2016 Rio Olimpiyatları’na giderken, 5 Avrupa, 2 dünya şampiyonu olarak gittim. O vakit direkt favoriydim. Allah’a hamdolsun orada altın madalya nasip oldu. Mesleğimin en değerli madalyası, olimpiyat madalyasını kazandım. Artık 2020 Tokyo Olimpiyatları’na giderken de kadronun en tecrübelisiyim. Tokyo’da amacımız yeniden altın madalya. Bakalım oradaki duruma nazaran de geleceği şekillendireceğiz, 2024 olur mu olmaz mı, yapabilir miyiz ona bakacağız.”

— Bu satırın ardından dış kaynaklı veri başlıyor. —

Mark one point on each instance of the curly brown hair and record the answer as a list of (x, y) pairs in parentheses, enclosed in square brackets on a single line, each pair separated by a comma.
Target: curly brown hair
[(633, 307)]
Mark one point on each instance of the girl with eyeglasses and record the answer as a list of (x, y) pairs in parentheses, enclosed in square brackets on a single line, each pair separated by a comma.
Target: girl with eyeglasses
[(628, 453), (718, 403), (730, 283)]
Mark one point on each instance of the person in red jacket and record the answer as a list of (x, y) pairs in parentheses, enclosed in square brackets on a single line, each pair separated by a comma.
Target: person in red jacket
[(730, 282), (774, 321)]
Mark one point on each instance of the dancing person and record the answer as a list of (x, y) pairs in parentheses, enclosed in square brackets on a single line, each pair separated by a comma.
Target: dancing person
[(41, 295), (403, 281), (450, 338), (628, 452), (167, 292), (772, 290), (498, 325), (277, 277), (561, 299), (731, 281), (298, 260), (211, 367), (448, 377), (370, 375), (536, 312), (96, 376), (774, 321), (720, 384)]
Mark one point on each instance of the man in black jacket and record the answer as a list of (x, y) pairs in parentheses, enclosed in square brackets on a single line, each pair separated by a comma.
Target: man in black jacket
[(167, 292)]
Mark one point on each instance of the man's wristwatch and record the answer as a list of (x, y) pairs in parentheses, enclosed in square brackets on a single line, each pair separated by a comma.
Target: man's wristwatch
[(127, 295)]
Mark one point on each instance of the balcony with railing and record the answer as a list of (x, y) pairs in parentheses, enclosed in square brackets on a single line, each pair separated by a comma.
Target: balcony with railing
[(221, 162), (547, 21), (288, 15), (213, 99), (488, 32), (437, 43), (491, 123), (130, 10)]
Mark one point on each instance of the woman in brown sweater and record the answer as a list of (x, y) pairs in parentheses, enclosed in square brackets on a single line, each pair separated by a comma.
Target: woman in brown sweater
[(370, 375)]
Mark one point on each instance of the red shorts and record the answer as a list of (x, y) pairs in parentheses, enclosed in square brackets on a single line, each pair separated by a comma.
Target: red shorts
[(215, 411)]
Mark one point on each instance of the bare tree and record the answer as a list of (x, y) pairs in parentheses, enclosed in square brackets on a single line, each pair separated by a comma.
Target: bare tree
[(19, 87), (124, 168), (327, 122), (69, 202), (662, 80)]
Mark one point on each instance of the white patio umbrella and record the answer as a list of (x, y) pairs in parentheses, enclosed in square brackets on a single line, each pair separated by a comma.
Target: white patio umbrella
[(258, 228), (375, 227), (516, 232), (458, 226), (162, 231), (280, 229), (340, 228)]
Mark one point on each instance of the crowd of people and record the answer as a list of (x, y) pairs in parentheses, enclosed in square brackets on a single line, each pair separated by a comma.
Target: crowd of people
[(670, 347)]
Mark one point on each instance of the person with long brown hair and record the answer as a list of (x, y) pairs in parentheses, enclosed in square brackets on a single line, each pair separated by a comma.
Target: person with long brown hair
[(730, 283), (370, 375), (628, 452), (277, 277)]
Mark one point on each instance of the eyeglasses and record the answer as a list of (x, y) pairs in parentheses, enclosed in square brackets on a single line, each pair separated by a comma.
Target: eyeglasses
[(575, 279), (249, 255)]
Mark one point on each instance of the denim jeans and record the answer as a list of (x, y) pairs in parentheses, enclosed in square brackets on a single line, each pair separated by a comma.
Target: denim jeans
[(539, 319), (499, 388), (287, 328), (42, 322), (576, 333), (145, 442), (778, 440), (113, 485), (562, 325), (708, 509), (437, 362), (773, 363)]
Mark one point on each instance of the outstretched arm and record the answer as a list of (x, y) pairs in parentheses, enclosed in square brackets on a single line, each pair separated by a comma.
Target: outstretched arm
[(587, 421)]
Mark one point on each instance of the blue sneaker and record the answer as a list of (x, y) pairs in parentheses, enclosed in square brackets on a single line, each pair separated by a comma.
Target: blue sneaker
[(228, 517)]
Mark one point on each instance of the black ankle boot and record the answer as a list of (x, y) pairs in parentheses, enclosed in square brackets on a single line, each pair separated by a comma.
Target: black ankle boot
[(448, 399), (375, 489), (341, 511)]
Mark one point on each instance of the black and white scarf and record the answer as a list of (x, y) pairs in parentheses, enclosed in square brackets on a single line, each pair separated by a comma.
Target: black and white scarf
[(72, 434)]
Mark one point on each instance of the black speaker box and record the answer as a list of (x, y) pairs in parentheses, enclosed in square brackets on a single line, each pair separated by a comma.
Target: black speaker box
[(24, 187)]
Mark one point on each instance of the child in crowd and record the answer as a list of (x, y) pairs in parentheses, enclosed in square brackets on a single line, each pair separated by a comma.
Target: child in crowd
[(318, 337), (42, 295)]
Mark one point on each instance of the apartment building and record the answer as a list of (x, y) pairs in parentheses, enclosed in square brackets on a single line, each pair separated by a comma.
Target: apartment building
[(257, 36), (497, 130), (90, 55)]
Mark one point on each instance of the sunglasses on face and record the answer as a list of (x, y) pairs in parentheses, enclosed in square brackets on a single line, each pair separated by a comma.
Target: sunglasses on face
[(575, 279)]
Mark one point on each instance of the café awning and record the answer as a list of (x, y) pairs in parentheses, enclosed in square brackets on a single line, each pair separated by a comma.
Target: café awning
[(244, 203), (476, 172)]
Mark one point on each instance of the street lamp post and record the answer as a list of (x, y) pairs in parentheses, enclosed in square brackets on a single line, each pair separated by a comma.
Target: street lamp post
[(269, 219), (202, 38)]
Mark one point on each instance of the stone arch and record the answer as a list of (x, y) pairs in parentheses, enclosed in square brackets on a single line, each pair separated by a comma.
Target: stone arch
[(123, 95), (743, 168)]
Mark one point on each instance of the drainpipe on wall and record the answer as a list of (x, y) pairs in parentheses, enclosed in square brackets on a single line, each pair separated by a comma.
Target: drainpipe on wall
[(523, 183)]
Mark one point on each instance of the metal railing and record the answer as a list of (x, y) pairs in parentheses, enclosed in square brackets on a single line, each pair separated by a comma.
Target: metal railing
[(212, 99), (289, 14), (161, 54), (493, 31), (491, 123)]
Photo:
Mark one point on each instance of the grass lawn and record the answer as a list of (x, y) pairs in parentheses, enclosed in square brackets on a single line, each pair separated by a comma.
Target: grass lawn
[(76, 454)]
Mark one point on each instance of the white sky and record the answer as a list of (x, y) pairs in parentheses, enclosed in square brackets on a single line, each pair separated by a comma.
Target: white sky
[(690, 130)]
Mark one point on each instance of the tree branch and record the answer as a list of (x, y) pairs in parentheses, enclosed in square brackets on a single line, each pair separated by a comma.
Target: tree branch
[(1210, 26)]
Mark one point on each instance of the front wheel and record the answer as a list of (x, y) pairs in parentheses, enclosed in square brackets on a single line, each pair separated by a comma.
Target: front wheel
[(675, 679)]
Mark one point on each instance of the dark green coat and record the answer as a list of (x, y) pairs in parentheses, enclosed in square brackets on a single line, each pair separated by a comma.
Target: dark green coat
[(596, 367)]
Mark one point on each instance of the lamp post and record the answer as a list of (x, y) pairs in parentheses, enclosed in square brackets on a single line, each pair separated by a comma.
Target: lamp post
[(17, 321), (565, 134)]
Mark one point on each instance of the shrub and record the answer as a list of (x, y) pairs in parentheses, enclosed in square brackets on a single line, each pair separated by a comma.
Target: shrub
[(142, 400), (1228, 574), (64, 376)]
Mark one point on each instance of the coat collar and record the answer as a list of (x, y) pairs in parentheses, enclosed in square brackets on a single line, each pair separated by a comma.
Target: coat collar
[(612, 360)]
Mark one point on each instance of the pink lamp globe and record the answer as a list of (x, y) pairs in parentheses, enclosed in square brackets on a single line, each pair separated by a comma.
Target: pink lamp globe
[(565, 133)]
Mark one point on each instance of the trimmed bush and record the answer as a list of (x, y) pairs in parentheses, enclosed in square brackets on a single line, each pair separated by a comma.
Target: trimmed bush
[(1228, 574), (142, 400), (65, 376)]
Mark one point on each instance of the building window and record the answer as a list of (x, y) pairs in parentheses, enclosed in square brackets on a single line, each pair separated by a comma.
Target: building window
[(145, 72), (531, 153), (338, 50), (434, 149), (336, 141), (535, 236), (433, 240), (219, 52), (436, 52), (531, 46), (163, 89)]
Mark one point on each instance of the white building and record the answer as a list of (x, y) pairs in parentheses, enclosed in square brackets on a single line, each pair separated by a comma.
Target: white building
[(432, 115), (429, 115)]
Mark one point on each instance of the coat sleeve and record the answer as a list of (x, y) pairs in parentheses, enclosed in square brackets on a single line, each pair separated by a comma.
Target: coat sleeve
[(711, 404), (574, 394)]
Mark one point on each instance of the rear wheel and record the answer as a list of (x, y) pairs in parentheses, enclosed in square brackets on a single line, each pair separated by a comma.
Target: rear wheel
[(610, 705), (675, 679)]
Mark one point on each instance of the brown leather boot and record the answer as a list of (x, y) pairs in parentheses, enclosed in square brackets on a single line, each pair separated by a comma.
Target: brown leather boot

Güreşe 12 yaşında başladığını anlatan Taha Akgül, unutamadığı anlara ait, “Babam meskenin içinde ağabeyimle bizi güreştiriyordu, baba güreşçi, ağabey güreşçi o denli başladık. Geçen müddette en çok şampiyonluklarımı, yenildiğim maçları ve sakatlıklarımı unutamıyorum. Dünya şampiyonalarında 2 sefer son 10 saniyede kaybettim, ikisini de unutamıyorum. Sıkıntı geçti, 2 dünya şampiyonluğum gitti. Şu an 4 dünya şampiyonluğum olabilirdi. Bilhassa 2017’de ayağım kaydı son saniye, o denli puan verdim. Unutamadığım maçlar onlar var. Şampiyonluklarım, 2016 Rio Olimpiyatları unutulmaz, hayatta unutamayacağım anlar. Artı küçükken alamadığım madalyalar, güreş ismine miniklerde hiç madalyam yok, sonradan muvaffakiyet geldi. Aslında mesleğimde unutamadığım anım da çok.” diyerek kelamlarını tamamladı.